斬首。
最年少は十六歳。
二十三人もの若い命が散っている。その刑場跡地、奈半利川河畔に碑が立っている。
『二十三士殉節之地』
碑面にそう書いてある。
この字を書いた男。彼もまたこの地出身の傑出した大物政治家である。
それを書いた男。
彼もまた時局混迷、瀕死の日本、その再生を任され、大儀に殉じた男である。
その男。
責任感が強く、勤勉実直、そして清貧にして、愚直に初志貫徹、その風貌と相まって、強烈な存在感を発揮し、
『ライオン宰相』
と呼ばれた男である。
その男。
明治以来、軍備拡張が当たり前、その風潮、世論に抗して、
未来の国家、国民生活の安定、国家財政の立て直しを模索して、戦争から平和へ、積極財政から緊縮財政へ、時局困難な国家の舵取りを任された男である。
東京駅で、一発の銃弾が彼を貫いた瞬間、
欧米列強との軍縮の信頼が、揺らぎ、
軍部の台頭を許し、歴史に暗雲が立ち込め、昭和動乱の時代へと突入していくことになる。

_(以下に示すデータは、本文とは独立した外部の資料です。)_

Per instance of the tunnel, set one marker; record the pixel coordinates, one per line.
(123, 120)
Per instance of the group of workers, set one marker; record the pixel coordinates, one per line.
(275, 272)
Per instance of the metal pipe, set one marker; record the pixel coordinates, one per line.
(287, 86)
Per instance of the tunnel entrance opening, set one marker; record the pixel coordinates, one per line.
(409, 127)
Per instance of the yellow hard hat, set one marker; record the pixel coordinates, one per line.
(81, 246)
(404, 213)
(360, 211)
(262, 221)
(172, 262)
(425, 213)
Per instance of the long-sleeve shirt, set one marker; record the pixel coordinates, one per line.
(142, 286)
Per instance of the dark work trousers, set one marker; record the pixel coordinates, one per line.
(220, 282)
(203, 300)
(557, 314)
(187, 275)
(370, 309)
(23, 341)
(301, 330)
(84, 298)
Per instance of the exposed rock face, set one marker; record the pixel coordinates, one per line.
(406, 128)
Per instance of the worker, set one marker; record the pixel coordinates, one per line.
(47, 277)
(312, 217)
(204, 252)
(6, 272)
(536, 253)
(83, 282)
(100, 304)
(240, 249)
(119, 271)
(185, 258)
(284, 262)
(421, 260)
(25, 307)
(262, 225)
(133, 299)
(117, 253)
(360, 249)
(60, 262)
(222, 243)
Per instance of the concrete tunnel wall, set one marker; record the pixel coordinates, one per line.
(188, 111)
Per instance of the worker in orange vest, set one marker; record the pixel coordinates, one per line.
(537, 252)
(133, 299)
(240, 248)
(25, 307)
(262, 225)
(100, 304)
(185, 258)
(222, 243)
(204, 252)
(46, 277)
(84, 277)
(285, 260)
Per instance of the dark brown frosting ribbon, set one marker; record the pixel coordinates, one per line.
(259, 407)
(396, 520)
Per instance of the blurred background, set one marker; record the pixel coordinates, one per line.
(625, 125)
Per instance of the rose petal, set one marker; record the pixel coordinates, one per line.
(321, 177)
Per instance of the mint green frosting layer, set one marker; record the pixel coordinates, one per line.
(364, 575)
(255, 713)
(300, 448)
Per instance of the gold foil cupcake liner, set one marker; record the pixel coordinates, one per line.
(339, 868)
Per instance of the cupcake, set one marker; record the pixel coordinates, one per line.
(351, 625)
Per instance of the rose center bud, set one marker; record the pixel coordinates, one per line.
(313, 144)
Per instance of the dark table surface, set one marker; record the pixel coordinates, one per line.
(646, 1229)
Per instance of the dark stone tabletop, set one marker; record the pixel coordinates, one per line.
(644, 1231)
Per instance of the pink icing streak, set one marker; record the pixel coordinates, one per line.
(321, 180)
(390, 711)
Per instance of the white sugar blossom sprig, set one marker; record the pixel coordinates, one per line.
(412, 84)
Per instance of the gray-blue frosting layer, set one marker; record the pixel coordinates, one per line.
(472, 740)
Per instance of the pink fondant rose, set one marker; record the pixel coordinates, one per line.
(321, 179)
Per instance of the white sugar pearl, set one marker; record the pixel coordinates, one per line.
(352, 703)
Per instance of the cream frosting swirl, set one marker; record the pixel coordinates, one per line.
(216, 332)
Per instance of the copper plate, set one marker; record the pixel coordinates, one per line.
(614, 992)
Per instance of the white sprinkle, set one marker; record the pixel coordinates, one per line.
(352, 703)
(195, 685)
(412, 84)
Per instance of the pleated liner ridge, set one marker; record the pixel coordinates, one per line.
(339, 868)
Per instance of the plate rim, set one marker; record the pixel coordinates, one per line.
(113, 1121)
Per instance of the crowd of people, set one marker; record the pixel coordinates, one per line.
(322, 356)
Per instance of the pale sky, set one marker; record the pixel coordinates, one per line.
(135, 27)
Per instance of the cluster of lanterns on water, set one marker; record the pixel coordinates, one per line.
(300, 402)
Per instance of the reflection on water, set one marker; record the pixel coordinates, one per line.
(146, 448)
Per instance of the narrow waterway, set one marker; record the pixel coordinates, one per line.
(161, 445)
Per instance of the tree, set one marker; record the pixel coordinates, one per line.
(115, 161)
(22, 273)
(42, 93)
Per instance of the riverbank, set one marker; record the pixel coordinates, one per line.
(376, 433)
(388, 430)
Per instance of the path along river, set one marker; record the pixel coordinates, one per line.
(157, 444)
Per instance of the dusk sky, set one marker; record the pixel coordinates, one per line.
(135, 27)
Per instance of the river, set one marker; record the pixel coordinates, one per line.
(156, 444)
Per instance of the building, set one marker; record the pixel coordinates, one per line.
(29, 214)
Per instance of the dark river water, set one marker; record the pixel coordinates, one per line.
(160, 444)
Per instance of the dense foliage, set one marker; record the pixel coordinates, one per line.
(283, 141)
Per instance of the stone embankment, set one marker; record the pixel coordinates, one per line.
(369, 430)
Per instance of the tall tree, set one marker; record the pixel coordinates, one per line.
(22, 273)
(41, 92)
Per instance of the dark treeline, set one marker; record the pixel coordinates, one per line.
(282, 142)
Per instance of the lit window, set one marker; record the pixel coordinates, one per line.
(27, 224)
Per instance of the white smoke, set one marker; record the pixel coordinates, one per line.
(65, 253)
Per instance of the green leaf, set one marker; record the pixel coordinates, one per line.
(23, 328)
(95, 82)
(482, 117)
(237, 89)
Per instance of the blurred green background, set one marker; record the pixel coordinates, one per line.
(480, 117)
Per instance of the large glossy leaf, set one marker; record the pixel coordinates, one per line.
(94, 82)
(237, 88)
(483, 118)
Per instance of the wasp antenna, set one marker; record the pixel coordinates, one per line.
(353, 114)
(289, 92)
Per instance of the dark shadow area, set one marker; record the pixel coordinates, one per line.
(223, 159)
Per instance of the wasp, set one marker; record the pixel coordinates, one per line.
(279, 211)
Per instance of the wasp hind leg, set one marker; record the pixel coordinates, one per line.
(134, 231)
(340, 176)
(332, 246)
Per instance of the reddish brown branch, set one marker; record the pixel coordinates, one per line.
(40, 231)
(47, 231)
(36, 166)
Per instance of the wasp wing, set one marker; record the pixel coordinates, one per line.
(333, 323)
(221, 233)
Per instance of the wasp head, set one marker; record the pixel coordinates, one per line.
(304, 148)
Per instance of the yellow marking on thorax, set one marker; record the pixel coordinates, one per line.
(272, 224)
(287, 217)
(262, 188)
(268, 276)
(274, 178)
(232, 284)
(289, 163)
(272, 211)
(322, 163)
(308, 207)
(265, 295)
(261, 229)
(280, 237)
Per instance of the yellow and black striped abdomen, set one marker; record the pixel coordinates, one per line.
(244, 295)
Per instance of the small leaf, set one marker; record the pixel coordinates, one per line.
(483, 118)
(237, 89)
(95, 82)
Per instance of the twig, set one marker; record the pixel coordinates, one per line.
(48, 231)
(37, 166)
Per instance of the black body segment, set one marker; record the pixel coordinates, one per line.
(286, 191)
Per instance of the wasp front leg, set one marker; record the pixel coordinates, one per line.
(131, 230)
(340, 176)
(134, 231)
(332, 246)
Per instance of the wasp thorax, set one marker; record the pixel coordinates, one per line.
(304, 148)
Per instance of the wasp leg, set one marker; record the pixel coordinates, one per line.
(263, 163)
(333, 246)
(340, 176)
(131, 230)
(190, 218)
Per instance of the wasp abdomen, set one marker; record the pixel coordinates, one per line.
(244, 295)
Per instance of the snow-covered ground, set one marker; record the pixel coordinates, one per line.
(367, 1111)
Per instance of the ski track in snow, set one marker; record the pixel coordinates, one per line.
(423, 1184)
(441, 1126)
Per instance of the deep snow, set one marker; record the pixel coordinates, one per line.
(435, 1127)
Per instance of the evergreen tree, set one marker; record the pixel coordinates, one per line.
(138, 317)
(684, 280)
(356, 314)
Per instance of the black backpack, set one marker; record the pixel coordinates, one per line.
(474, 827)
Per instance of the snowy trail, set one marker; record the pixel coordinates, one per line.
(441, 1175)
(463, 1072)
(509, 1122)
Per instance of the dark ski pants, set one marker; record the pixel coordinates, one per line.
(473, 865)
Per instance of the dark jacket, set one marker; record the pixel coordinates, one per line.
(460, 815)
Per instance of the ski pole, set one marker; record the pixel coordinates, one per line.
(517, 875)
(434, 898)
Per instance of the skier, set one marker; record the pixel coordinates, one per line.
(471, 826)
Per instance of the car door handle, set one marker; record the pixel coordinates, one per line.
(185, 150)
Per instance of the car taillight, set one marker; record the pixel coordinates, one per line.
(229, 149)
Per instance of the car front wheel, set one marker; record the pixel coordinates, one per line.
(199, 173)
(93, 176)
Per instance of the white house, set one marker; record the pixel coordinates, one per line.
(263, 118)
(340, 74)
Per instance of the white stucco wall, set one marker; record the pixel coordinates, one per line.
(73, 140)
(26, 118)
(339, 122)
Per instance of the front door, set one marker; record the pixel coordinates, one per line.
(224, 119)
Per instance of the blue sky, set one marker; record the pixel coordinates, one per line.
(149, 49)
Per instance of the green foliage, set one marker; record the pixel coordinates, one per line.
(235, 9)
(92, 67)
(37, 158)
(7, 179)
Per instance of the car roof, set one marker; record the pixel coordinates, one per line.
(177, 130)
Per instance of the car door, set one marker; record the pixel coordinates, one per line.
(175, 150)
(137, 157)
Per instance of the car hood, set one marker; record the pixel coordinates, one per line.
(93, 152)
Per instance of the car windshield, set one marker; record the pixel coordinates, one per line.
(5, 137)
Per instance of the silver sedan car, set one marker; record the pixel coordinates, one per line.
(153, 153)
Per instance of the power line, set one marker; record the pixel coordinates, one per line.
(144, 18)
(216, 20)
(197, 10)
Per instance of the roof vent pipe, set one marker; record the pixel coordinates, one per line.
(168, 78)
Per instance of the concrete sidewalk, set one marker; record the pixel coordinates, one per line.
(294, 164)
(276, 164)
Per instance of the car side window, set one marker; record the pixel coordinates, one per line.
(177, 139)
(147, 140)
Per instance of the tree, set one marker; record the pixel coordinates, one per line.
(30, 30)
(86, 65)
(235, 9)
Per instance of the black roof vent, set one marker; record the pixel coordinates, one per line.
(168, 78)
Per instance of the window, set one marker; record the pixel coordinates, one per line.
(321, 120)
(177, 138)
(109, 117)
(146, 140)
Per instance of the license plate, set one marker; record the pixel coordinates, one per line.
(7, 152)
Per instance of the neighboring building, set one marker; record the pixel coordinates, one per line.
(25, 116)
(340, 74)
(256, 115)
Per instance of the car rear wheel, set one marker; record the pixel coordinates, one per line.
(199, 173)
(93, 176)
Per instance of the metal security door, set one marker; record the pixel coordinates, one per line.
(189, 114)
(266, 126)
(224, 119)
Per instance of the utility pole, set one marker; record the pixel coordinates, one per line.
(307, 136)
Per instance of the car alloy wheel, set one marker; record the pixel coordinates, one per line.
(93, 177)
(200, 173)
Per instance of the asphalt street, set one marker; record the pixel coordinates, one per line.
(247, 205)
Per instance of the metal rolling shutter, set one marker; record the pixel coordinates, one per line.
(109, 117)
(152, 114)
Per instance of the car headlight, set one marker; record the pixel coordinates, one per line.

弾丸に倒れ、駅長室に運ばれ、薄れゆく意識のなかで、彼が呟いた言葉が、
あの城山文学の頂点をなす名作のタイトル、
『男子の本懐』
つまり男と生まれて、大儀に殉じ本望である。
その生き方に悔いはない、という意味である。
彼の名は、濱口雄幸。土佐安芸の人。
彼の旧邸は、この奈半利川河畔から近い。
土地柄か、面映ゆい。
落ち武者の手負い獅子、乞食遍路と言えど、
もう少し、心して歩け、という意味か。